Tuesday, March 07, 2006
Title:Reeker
Cast: Devon Gummersall, Tina Payne, Derek Richardson, Tina Illman, Scott Whyte, Arielle Kebbel, Michael Ironside
Director: Dave Payne
"I spy with my little eye something beginning with F"
"F? I give up."
"Dad's fart!"
More or less that is the dialogue that opens this American horror film Reeker, the third of five shown in the FrightNight series at the Glasgow Film Festival. After starting with a fart joke, and calling the film Reeker, and then having a horrifying incident where a family appear to be brutalized by a bad smell, the end notes have the cheek to suggest that people avoid saying that this film stinks. Well, I guess after the film already belaboured the point it would be the height of lazyness, though when has that ever stopped anyone?

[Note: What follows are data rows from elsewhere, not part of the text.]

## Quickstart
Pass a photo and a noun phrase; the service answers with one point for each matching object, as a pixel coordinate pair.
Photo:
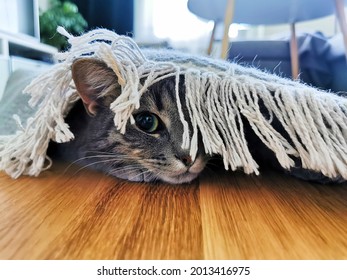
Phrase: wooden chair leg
(210, 45)
(294, 54)
(229, 13)
(341, 18)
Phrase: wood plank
(71, 214)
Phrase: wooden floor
(86, 215)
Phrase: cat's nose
(186, 160)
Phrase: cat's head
(151, 148)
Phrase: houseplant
(60, 13)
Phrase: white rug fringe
(218, 96)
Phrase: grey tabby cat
(150, 150)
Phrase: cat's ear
(93, 79)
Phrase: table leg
(294, 55)
(209, 50)
(229, 12)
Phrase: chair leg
(210, 45)
(341, 18)
(294, 55)
(229, 13)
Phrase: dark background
(116, 15)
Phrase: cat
(150, 150)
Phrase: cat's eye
(147, 122)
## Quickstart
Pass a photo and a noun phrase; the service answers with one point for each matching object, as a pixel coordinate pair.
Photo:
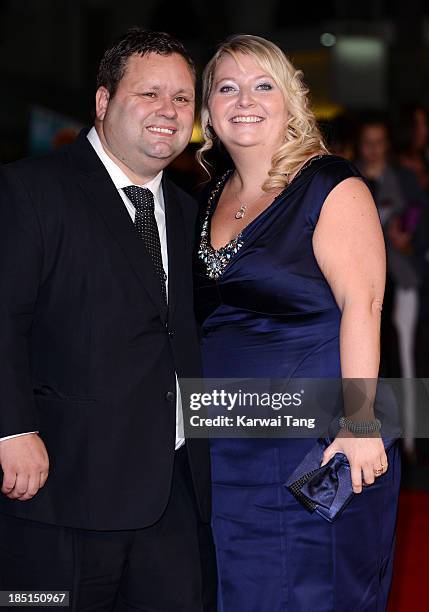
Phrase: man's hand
(25, 465)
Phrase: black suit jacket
(88, 349)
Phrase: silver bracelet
(361, 428)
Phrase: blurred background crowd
(367, 67)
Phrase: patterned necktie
(147, 229)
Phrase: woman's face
(246, 106)
(421, 129)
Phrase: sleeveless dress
(266, 310)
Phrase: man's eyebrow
(261, 76)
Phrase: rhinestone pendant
(240, 213)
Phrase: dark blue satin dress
(271, 313)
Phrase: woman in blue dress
(289, 283)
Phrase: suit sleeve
(21, 259)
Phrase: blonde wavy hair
(302, 137)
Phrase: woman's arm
(349, 248)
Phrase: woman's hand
(366, 456)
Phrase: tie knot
(141, 197)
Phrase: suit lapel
(103, 194)
(175, 242)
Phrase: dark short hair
(141, 42)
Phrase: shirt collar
(117, 175)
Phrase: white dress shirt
(120, 180)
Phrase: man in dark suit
(96, 324)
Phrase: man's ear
(102, 98)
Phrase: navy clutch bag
(328, 489)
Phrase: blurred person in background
(398, 198)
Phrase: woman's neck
(374, 169)
(251, 171)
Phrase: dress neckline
(216, 260)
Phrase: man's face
(149, 120)
(374, 143)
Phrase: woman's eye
(265, 86)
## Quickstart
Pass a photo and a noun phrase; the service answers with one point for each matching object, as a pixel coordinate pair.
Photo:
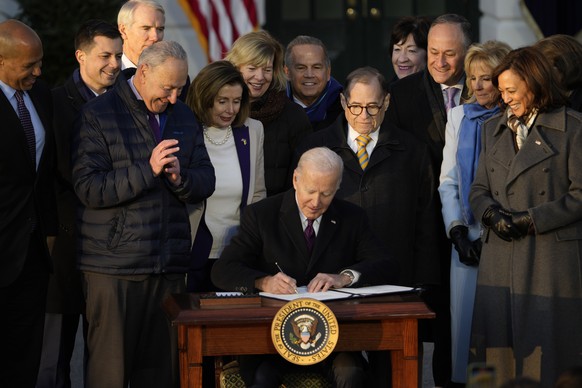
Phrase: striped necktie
(25, 120)
(451, 93)
(309, 233)
(362, 154)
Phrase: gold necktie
(362, 154)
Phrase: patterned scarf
(468, 150)
(520, 126)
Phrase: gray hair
(464, 25)
(305, 39)
(365, 75)
(322, 160)
(125, 15)
(159, 52)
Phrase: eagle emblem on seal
(305, 330)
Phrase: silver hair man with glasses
(387, 172)
(138, 159)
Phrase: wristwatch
(350, 275)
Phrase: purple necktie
(26, 122)
(451, 93)
(155, 126)
(309, 235)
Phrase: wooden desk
(374, 323)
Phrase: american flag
(219, 22)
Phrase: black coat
(26, 193)
(397, 193)
(133, 222)
(271, 232)
(65, 293)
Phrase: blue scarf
(318, 110)
(468, 150)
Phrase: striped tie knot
(362, 154)
(26, 121)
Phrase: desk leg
(405, 363)
(190, 347)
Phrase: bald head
(20, 55)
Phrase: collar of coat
(555, 119)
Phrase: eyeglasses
(357, 110)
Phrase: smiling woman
(220, 98)
(526, 193)
(259, 57)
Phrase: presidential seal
(304, 331)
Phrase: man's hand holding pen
(277, 284)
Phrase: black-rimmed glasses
(357, 110)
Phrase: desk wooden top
(184, 309)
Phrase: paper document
(339, 293)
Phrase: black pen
(280, 270)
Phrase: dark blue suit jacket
(25, 193)
(271, 232)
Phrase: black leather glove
(523, 222)
(499, 220)
(468, 250)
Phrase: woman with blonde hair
(259, 57)
(460, 157)
(220, 99)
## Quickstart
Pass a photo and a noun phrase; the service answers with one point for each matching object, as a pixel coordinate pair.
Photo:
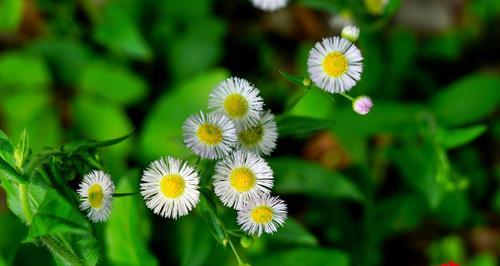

After the stereotypical opening scene of the horror film where something bad happens to disposable characters just to establish that bad things will happen, we gather a group of students who are car sharing as they travel into the desert to go to the biggest rave of the year. Half way there, the group stop at a motel, the place has been abandoned in a Mary Celeste fashion. The group find this to be creepy, but with the lack of petrol, and half heard radio reports suggesting that thier has been some kind of toxic incident they are offered little choice. As one would expect the group are picked off one by one, a bad smell accompanying each death. There is an undertone of something truly sinister going on here, flashes of figures, blood stained motel rooms, all building towards revelation.
The Reeker comes out as this flitting, sinister figure. The thing behind the smell. At the climax we are offered a twist, some attempt to make this more than run of the mill. Unfortunately, that twist is pretty much an ending I have seen to some degree in at least 4 other films (the listing of which would of course be a give away). For the most part this is a gorey low budget horror film, delighting in its tackyness. The real reason we watch something like Reeker though is that it knows what it is, and incoporates a definite humour into the process. The humour being what makes it worth watching, with a UK release pencilled in for the summer of this year.